Use this skill when the user asks for a normalized operational model, practical/pragmatic 3NF, OLTP schema design, or non-dimensional physical outputs. Also use when producing database DDL, JSON Schema, or Parquet-oriented schema contracts from MD-DDL.
Install
npx skillscat add semprini/md-ddl/normalized Install via the SkillsCat registry.
Skill: Physical 3NF Modelling
Covers translation of MD-DDL conceptual/logical artifacts into practical third normal form (3NF) physical designs for operational and integration use cases.
This is pragmatic/practical 3NF:
- normalization is the baseline,
- selective duplication is acceptable when it materially improves usability, readability, or operational performance,
- every deviation from strict 3NF is intentional and documented.
Load First
../../agent-ontology/skills/entity-modelling/SKILL.md../../agent-ontology/skills/entity-modelling/conceptual-to-physical-realisation.md../../agent-ontology/skills/relationship-events/SKILL.md../../agent-ontology/skills/standards-alignment/SKILL.md(mandatory in recognized industry domains)
Core Mapping Rules
Entity Realization
existence |
Typical 3NF realization | Notes |
|---|---|---|
independent |
Core table | Stable business object with primary key |
dependent |
Child/transaction table | Exists in context of parent or process |
associative |
Intersection table | Resolves many-to-many and carries link attributes |
Mutability and Temporal Realization
mutability |
Practical relational strategy |
|---|---|
reference |
Reference table with controlled updates and audit metadata |
slowly_changing |
Versioned table or history companion table |
frequently_changing |
Current-state table with optional change log/audit table |
append_only |
Append-only transaction/event table |
immutable |
Immutable ledger/event table |
temporal.tracking |
Minimum column expectation |
|---|---|
valid_time |
business valid-from / valid-to |
transaction_time |
recorded-at / superseded-at |
bitemporal |
both valid-time and transaction-time sets |
point_in_time |
event timestamp (+ sequence when needed) |
Practical 3NF Heuristics
Use these to decide when selective denormalization is acceptable.

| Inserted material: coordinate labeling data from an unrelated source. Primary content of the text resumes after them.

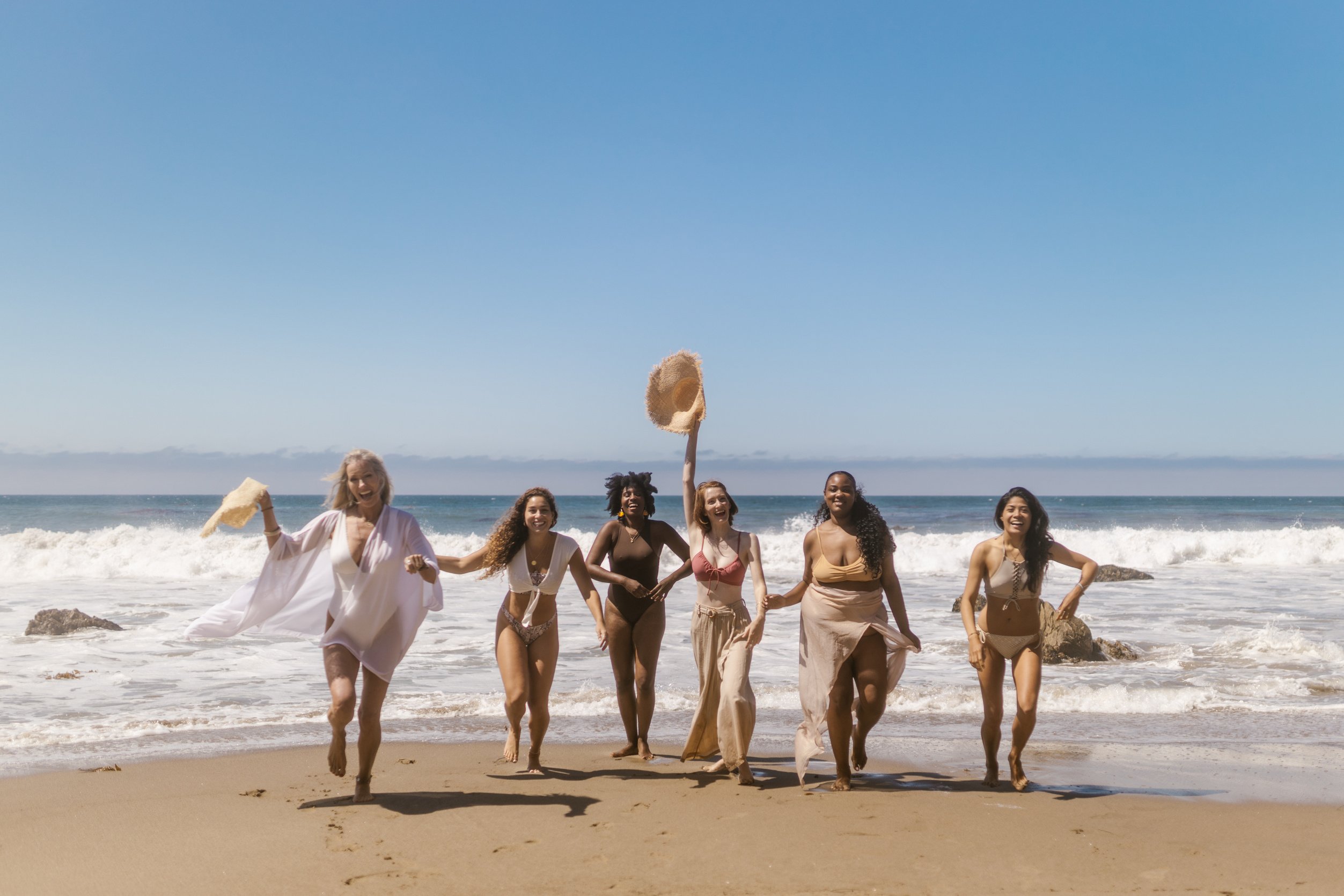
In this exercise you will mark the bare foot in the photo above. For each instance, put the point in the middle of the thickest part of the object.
(842, 782)
(511, 747)
(861, 753)
(336, 753)
(1019, 777)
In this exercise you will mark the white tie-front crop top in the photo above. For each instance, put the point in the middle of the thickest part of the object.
(520, 581)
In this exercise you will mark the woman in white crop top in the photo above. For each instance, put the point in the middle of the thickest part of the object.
(526, 637)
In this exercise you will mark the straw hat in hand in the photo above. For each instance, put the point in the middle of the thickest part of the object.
(677, 393)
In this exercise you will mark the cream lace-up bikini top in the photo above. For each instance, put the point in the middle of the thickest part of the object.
(1009, 583)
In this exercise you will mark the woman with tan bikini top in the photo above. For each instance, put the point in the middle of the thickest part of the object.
(1012, 566)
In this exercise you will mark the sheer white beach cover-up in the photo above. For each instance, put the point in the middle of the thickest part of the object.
(829, 626)
(377, 620)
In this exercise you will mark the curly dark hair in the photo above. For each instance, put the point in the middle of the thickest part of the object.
(870, 528)
(618, 483)
(1037, 551)
(511, 532)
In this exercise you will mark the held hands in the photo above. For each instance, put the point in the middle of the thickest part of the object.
(662, 589)
(978, 653)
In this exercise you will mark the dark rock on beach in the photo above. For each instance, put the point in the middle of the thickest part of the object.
(1065, 640)
(1071, 641)
(980, 604)
(1119, 574)
(65, 622)
(1116, 649)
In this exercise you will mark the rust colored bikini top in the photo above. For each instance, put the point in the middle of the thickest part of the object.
(731, 574)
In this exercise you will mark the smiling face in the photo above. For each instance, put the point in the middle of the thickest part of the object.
(718, 505)
(839, 495)
(537, 515)
(365, 484)
(632, 502)
(1017, 516)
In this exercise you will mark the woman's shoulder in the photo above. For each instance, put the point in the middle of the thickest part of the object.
(398, 515)
(662, 530)
(988, 545)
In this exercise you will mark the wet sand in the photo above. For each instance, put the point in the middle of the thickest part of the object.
(449, 819)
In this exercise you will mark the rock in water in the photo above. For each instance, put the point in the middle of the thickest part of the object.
(1065, 640)
(1116, 649)
(1119, 574)
(65, 622)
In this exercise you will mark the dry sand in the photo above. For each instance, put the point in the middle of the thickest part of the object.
(449, 820)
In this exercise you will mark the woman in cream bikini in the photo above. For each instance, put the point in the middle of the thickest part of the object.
(722, 630)
(1012, 567)
(527, 640)
(846, 640)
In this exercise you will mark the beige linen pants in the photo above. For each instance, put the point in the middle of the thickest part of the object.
(726, 716)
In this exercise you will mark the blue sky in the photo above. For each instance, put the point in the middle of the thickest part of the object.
(892, 230)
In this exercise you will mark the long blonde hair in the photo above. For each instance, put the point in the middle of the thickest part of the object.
(341, 496)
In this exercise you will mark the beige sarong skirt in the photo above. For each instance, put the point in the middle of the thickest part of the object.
(829, 626)
(726, 716)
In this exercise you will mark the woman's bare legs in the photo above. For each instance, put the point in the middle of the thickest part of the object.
(635, 660)
(1026, 675)
(992, 697)
(511, 657)
(342, 670)
(370, 731)
(541, 673)
(866, 668)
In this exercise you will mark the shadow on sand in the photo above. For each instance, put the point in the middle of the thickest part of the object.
(422, 802)
(768, 777)
(946, 783)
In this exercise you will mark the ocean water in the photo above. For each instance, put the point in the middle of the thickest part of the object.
(1241, 637)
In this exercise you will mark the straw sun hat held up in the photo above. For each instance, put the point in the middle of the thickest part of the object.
(677, 393)
(237, 507)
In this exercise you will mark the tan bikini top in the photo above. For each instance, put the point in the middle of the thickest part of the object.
(1009, 583)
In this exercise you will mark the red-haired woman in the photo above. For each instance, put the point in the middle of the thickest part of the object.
(527, 638)
(722, 630)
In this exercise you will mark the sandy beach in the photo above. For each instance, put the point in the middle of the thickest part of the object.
(449, 819)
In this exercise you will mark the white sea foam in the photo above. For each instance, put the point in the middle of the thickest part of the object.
(170, 554)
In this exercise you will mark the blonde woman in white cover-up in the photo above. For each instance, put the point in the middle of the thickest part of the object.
(363, 577)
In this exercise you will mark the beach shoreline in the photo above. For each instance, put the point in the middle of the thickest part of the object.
(451, 819)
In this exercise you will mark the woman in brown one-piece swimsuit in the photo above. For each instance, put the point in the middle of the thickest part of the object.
(635, 613)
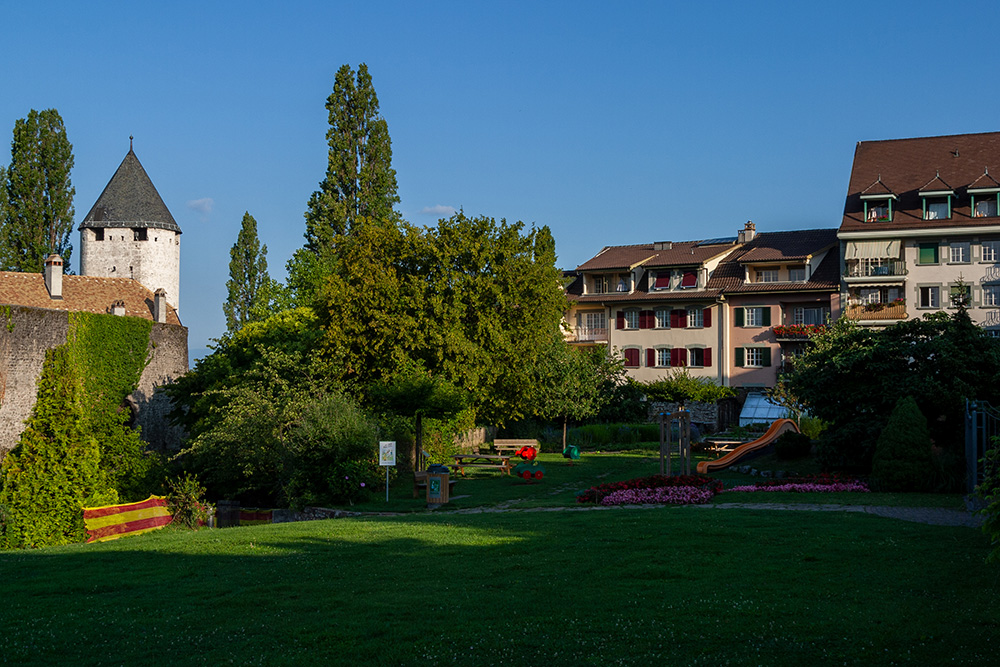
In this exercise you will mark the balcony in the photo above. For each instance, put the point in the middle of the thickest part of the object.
(869, 269)
(877, 311)
(590, 335)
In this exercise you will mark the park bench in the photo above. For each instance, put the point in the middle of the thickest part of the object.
(511, 447)
(488, 461)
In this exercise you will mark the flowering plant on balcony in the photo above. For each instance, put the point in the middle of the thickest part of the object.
(798, 330)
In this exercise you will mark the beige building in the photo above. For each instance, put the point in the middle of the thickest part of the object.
(920, 227)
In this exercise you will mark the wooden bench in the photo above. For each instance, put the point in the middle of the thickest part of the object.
(489, 461)
(511, 447)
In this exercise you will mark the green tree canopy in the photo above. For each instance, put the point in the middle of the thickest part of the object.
(852, 377)
(251, 291)
(471, 299)
(36, 217)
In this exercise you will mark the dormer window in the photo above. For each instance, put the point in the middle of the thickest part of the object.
(878, 199)
(937, 196)
(937, 208)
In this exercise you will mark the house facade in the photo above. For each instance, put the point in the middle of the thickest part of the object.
(714, 307)
(921, 228)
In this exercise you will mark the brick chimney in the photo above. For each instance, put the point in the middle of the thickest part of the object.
(53, 276)
(160, 306)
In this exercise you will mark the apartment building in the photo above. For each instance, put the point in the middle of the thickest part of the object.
(728, 308)
(921, 227)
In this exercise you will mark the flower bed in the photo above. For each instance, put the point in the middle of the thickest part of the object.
(597, 494)
(664, 495)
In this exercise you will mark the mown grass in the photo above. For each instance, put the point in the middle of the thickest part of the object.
(677, 585)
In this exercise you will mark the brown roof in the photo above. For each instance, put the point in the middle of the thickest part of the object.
(80, 293)
(681, 253)
(907, 165)
(781, 246)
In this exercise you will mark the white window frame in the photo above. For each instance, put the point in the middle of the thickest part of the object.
(933, 293)
(991, 295)
(959, 253)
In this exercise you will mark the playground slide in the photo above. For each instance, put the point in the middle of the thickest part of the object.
(777, 428)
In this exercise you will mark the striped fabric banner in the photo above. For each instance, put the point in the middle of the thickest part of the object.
(114, 521)
(253, 517)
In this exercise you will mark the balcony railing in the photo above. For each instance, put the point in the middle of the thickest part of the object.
(590, 334)
(875, 268)
(877, 311)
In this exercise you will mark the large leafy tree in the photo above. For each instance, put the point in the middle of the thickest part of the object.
(852, 377)
(474, 300)
(36, 217)
(251, 290)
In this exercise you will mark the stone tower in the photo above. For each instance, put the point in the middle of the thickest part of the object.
(129, 233)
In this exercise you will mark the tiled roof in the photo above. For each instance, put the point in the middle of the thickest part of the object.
(130, 200)
(681, 253)
(907, 165)
(80, 293)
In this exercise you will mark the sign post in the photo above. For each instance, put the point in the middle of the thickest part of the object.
(387, 457)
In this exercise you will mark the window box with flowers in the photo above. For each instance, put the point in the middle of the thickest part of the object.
(798, 331)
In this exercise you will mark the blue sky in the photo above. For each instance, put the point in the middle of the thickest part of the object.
(612, 123)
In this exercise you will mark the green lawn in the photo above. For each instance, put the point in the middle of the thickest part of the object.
(673, 585)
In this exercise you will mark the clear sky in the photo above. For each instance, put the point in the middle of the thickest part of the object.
(612, 123)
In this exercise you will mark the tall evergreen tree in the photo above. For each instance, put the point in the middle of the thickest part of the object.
(360, 181)
(251, 289)
(37, 213)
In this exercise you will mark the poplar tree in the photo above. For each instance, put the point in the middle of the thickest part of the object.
(36, 215)
(250, 288)
(360, 182)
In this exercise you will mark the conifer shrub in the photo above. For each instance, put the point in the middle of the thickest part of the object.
(903, 460)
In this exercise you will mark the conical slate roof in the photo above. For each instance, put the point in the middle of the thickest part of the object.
(130, 200)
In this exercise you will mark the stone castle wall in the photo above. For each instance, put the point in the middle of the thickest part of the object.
(154, 262)
(22, 353)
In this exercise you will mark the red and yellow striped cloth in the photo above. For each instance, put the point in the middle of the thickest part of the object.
(114, 521)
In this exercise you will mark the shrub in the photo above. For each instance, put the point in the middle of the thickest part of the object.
(903, 460)
(989, 493)
(792, 445)
(186, 501)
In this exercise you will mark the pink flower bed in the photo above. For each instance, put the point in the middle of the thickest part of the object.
(808, 487)
(667, 495)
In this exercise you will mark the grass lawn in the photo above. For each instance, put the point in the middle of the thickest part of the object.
(622, 586)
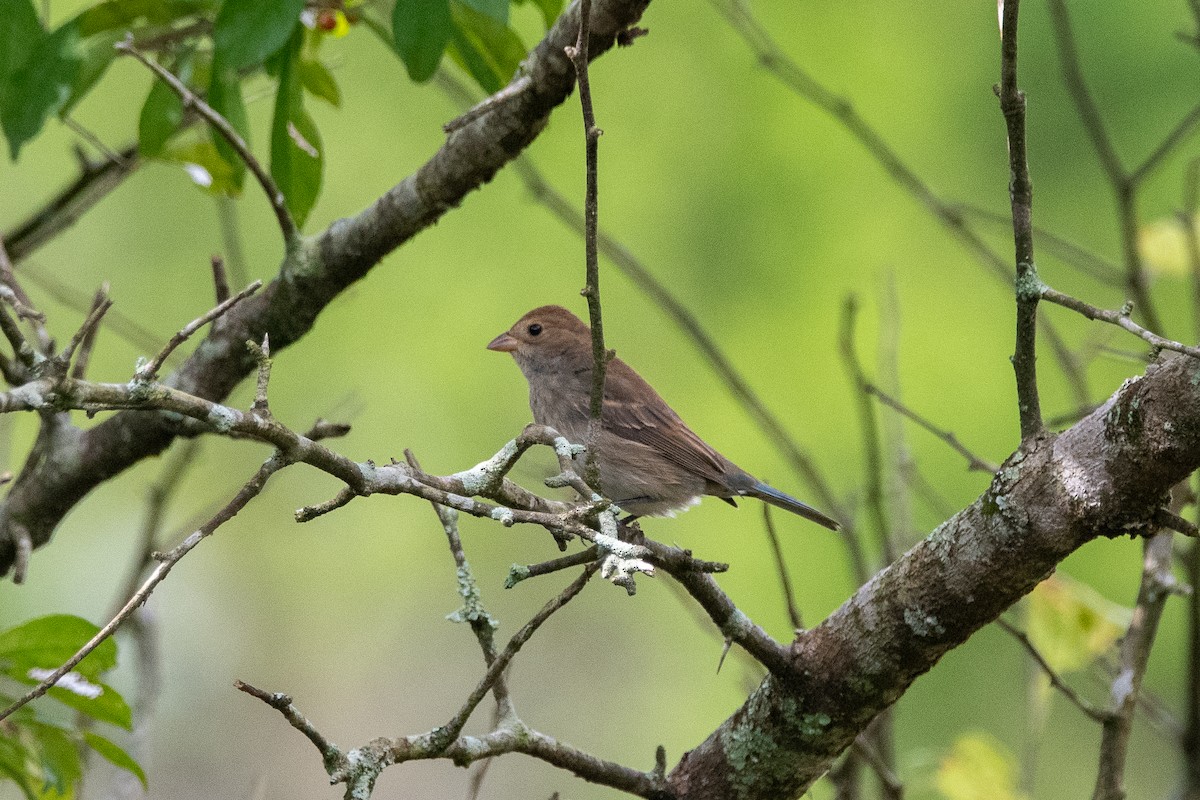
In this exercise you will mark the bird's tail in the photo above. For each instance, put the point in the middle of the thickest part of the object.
(787, 503)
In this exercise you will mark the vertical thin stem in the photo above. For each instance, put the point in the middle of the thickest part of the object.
(579, 55)
(1020, 188)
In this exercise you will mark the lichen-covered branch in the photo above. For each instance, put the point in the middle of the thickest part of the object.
(1105, 476)
(61, 470)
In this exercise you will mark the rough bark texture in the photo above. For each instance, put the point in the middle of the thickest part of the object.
(67, 463)
(1102, 477)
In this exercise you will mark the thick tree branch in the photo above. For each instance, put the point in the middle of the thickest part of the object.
(1105, 476)
(58, 475)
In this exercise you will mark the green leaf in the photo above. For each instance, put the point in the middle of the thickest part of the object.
(225, 97)
(107, 705)
(319, 82)
(115, 756)
(15, 762)
(247, 31)
(40, 86)
(47, 642)
(978, 768)
(489, 50)
(95, 54)
(1071, 624)
(421, 30)
(58, 757)
(497, 10)
(550, 10)
(19, 34)
(205, 167)
(121, 14)
(295, 146)
(162, 112)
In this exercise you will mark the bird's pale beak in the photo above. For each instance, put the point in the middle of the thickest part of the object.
(503, 343)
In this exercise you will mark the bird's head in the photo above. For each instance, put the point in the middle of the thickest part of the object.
(546, 340)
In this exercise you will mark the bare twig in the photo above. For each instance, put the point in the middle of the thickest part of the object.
(1087, 708)
(149, 371)
(579, 55)
(220, 280)
(222, 126)
(1119, 318)
(1012, 104)
(450, 731)
(973, 462)
(79, 371)
(88, 330)
(1156, 585)
(168, 560)
(870, 431)
(1123, 184)
(785, 579)
(519, 572)
(282, 703)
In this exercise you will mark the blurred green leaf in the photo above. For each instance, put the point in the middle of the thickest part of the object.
(58, 757)
(247, 31)
(497, 10)
(225, 97)
(162, 110)
(205, 167)
(107, 705)
(95, 54)
(1071, 624)
(15, 761)
(19, 34)
(550, 10)
(485, 48)
(319, 82)
(295, 146)
(40, 86)
(115, 756)
(121, 14)
(421, 30)
(978, 768)
(47, 642)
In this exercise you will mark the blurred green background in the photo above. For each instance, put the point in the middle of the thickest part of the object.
(762, 215)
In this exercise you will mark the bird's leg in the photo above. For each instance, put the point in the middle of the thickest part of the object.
(628, 530)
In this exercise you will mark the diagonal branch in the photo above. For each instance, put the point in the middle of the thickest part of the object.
(55, 479)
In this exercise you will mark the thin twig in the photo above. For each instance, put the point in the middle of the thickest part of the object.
(79, 371)
(973, 462)
(282, 703)
(579, 56)
(1012, 104)
(1123, 186)
(220, 280)
(149, 371)
(247, 493)
(1135, 645)
(450, 731)
(191, 101)
(785, 579)
(1087, 708)
(519, 572)
(1120, 318)
(870, 429)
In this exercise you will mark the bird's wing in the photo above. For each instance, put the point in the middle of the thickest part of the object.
(634, 410)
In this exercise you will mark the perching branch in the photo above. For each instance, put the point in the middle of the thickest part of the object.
(309, 280)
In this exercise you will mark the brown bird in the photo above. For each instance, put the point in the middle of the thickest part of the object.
(651, 462)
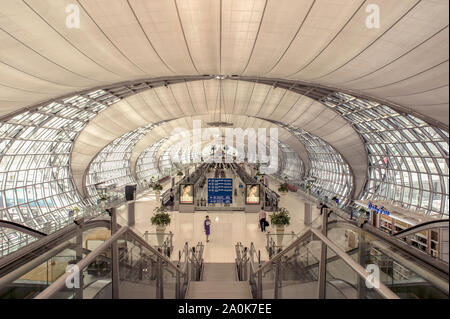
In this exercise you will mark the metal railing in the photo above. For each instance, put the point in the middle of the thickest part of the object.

Keep strict normalization when
- update anomalies are likely,
- values are high-volatility and centrally governed,
- data integrity risk outweighs query convenience.
Allow pragmatic duplication when
- duplicated values are low-volatility descriptors,
- duplication removes repeated multi-join burden in dominant operational queries,
- duplicated fields are clearly designated as derived/cache fields,
- a reconciliation path exists (source-of-truth column/table remains clear).
When duplicating, document:
- authoritative source attribute,
- synchronization approach,
- acceptable staleness tolerance,
- integrity checks.
Inheritance Guidance (3NF)
| Pattern | When to use |
|---|---|
| Single-table with discriminator | shallow subtype differences, low null-bloat risk |
| Class-table inheritance (parent + child tables) | meaningful subtype-specific attributes and constraints |
| Concrete table per subtype | rare; use only when subtypes are operationally independent |
Default preference: parent table + subtype extension tables for clear semantics and maintainability.
Inheritance DDL Patterns
Pattern 1 — Single Table with Discriminator
Use when subtypes differ only by a label or a handful of nullable attributes.
All rows share the same table; a discriminator column identifies the subtype.
When the MD-DDL model has:
extends:with subtypes that add ≤2 attributes each- Subtypes that are mostly labels (e.g., Individual vs Organisation with identical core fields)
DDL template:
CREATE TABLE party (
party_id BIGINT GENERATED ALWAYS AS IDENTITY PRIMARY KEY,
party_bk VARCHAR(50) NOT NULL,
party_type VARCHAR(30) NOT NULL, -- discriminator: 'Individual', 'Organisation'
-- shared attributes from parent
full_name VARCHAR(200),
tax_id VARCHAR(30),
-- subtype-specific attributes (nullable for rows of other type)
date_of_birth DATE, -- Individual only
gender VARCHAR(10), -- Individual only
registration_number VARCHAR(50), -- Organisation only
industry_code VARCHAR(10), -- Organisation only
-- temporal
valid_from TIMESTAMPTZ NOT NULL DEFAULT NOW(),
valid_to TIMESTAMPTZ,
is_current BOOLEAN NOT NULL DEFAULT TRUE,
CONSTRAINT chk_party_type CHECK (party_type IN ('Individual', 'Organisation'))
);Rules:
- Discriminator column is NOT NULL with a CHECK constraint listing valid subtypes
- Subtype-specific columns are nullable (they carry no value for other subtypes)
- If null-bloat exceeds ~30% of columns, switch to class-table pattern
Pattern 2 — Class-Table Inheritance (Parent + Child)
Use when subtypes add meaningful attributes and constraints.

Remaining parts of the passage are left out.